Once you have detected the error and are desperate to exit in a controllable way, you can call MPI function MPI_Abort, for example:
MPI_Errhandler_set(MPI_COMM_WORLD, MPI_ERRORS_RETURN);
error_code = MPI_Send(send_buffer, strlen(send_buffer) + 1, MPI_CHAR,
addressee, tag, MPI_COMM_WORLD);
if (error_code != MPI_SUCCESS) {
char error_string[BUFSIZ];
int length_of_error_string, error_class;
MPI_Error_class(error_code, &error_class);
MPI_Error_string(error_class, error_string, &length_of_error_string);
fprintf(stderr, "%3d: %s\n", my_rank, error_string);
MPI_Error_string(error_code, error_string, &length_of_error_string);
fprintf(stderr, "%3d: %s\n", my_rank, error_string);
MPI_Abort(MPI_COMM_WORLD, error_code);
}
Each MPI file, which is always associated with a communicator and
about which we are going to learn in the next
section, has its own separate file handler, which can be altered
with the call to function
MPI_File_set_errhandler.
The predefined values for an MPI file error handler are
the same as the values for an MPI communicator error handler, i.e.,
MPI_ERRORS_ARE_FATAL and MPI_ERRORS_RETURN.

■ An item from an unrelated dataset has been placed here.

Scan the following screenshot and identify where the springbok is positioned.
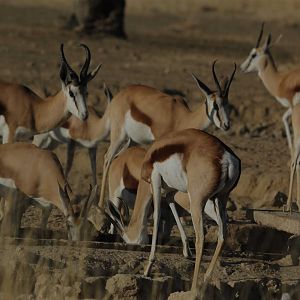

However, since file manipulation errors are very common, in this
case MPI_ERRORS_RETURN is the default.
Apart from communicators and files MPI also supports the so called windows. These are windows of existing memory that each process exposes to direct memory accesses by processes within the communicator. Like MPI files, MPI windows are also associated with MPI communicators. Each MPI window has its own error handler associated with it too and these can be altered by calling function MPI_Win_set_errhandler. The predefined values for the windows error handlers are the same as for communicators and files.